Denkmalschutz als Hindernis?

„Es ist nicht neu, dass der Campus unter Denkmalschutz steht“

Der Bürgermeister äußert jedoch Erstaunen über die in der Vergangenheit geäußerten Klagen der Insolvenzverwalter. Jansen und Schlegel hatten bemängelt, dass es „bestimmte Auflagen“ der Stadt künftigen Investoren erschwerten, den Gebäudekomplex wirtschaftlich zu betreiben. Damit bezogen sich die Anwälte unter anderem auf die Auflagen des Denkmalschutzes. Dazu Föll: „Es ist nicht neu, dass der Eiermann-Campus unter Denkmalschutz steht.“ Er verweist darauf, dass die Investoren – und auch die Banken, die den Kauf finanziert haben – darum gewusst haben. „Daran ist die Spekulation gescheitert.“

Das Motiv der Stadt liege allein darin, ihre Stellung als bevorrechtigter Gläubiger zu wahren. „Es gibt für mich keinen Grund, Forderungen der Kommune gegenüber den Bankenforderungen zurückzustellen.“ Sollte sich der Verkauf der Immobilie durch die Zwangsversteigerung beschleunigen, sei das jedoch „ein nicht unerwünschter Nebeneffekt“.

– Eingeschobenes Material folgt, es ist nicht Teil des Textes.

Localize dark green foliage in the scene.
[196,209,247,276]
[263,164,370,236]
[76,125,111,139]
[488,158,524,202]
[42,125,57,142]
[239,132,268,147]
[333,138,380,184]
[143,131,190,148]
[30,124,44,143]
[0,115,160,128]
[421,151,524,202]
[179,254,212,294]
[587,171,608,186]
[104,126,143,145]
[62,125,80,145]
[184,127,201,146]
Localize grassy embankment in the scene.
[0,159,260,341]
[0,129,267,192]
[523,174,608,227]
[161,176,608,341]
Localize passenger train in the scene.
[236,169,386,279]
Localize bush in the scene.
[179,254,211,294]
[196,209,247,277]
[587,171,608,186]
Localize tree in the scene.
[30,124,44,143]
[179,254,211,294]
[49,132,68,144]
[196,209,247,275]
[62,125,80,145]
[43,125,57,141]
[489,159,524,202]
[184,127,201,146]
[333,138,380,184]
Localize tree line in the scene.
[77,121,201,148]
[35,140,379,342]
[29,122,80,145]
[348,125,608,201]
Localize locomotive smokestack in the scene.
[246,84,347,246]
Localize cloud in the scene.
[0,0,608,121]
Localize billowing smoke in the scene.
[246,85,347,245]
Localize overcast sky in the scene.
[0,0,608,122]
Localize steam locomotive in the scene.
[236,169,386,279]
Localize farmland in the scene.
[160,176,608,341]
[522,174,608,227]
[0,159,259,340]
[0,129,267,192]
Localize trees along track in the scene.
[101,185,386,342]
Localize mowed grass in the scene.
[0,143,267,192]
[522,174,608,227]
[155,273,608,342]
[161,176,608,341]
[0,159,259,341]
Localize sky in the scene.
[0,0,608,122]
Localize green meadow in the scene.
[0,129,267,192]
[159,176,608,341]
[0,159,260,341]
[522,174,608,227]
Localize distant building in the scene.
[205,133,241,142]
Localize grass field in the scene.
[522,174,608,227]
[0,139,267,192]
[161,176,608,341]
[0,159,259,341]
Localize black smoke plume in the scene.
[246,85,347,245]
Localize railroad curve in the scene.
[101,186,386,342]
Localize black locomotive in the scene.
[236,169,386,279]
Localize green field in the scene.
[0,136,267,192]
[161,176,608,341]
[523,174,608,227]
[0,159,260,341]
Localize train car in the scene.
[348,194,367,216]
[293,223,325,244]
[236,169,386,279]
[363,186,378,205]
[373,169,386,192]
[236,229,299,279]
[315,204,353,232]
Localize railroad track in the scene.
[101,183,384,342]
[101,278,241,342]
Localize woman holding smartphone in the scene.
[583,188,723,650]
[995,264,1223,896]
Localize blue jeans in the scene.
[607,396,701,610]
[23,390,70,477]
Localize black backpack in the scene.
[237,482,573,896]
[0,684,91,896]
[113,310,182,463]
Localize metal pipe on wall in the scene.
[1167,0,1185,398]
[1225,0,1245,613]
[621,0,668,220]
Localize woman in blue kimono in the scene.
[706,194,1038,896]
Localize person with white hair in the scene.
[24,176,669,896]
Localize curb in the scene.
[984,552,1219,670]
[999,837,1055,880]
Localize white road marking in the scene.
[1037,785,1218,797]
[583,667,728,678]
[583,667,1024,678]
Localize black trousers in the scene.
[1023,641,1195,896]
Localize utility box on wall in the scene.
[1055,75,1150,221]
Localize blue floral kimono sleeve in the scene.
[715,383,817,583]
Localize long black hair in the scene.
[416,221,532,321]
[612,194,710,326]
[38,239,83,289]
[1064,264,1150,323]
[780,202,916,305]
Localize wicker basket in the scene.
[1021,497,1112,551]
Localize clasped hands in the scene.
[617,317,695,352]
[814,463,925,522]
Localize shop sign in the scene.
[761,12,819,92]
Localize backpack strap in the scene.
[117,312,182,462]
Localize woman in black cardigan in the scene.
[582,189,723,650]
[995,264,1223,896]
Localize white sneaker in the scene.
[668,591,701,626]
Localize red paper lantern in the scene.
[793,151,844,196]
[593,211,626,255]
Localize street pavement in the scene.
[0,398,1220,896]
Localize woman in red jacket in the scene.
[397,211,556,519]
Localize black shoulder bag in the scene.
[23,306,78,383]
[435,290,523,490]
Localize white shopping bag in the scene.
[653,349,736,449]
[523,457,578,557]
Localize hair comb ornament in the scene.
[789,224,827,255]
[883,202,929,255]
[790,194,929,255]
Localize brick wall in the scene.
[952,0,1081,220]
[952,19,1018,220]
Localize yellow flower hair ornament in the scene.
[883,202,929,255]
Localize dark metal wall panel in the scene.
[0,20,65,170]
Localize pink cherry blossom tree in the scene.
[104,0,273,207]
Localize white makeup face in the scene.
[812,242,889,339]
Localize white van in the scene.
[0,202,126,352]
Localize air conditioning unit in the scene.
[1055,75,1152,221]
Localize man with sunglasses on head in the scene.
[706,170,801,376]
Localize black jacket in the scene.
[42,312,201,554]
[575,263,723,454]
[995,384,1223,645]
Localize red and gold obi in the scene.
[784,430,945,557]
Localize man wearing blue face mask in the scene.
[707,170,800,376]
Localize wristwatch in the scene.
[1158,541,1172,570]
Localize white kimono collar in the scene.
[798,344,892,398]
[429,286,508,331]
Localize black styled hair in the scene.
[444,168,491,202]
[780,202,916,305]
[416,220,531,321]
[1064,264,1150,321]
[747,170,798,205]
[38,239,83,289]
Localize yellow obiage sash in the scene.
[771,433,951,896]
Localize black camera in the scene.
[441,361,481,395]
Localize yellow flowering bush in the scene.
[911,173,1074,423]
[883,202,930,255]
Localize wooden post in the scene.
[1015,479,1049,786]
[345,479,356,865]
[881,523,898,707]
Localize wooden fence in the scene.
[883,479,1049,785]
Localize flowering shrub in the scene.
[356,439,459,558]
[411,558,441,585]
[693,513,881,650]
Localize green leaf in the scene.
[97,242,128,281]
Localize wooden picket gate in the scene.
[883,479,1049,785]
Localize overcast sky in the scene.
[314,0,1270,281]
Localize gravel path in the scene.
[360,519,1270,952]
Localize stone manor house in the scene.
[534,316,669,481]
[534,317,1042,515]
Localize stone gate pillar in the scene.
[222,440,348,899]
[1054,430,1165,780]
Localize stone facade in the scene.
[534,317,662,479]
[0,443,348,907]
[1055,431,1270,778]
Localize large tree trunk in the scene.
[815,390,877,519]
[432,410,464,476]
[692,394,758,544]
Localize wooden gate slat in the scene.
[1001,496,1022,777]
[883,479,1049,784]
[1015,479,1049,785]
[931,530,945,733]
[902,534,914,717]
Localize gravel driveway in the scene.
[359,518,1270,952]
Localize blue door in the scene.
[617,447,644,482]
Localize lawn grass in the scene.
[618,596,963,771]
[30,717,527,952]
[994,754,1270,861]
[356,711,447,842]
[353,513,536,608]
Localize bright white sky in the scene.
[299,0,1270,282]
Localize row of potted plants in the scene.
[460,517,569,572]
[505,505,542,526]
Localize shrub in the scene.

Verwalter hängen am Tropf der Banken

In der Stuttgarter Niederlassung des Immobiliendienstleisters Jones Lang Lasalle (JLL) war trotz mehrmaliger Anfrage unser Zeitung niemand für eine Stellungnahme zu erreichen. JLL ist mit der Vermarktung des Eiermann-Campus’ betraut. Insolvenzverwalterin Claudia Jansen sagt, dass sich kein Verkauf des Standortes abzeichnet. „Wir hängen nach wie vor am Tropf der Banken und die Gebäude verschlingen nach wie vor viel Geld“, sagt sie und nennt den Wachdienst, das Heizen und den Winterdienst als große Posten. Nach Informationen der Wirtschaftsförderung der Stadt Stuttgart geht es dabei um rund 1,5 Millionen Euro pro Jahr.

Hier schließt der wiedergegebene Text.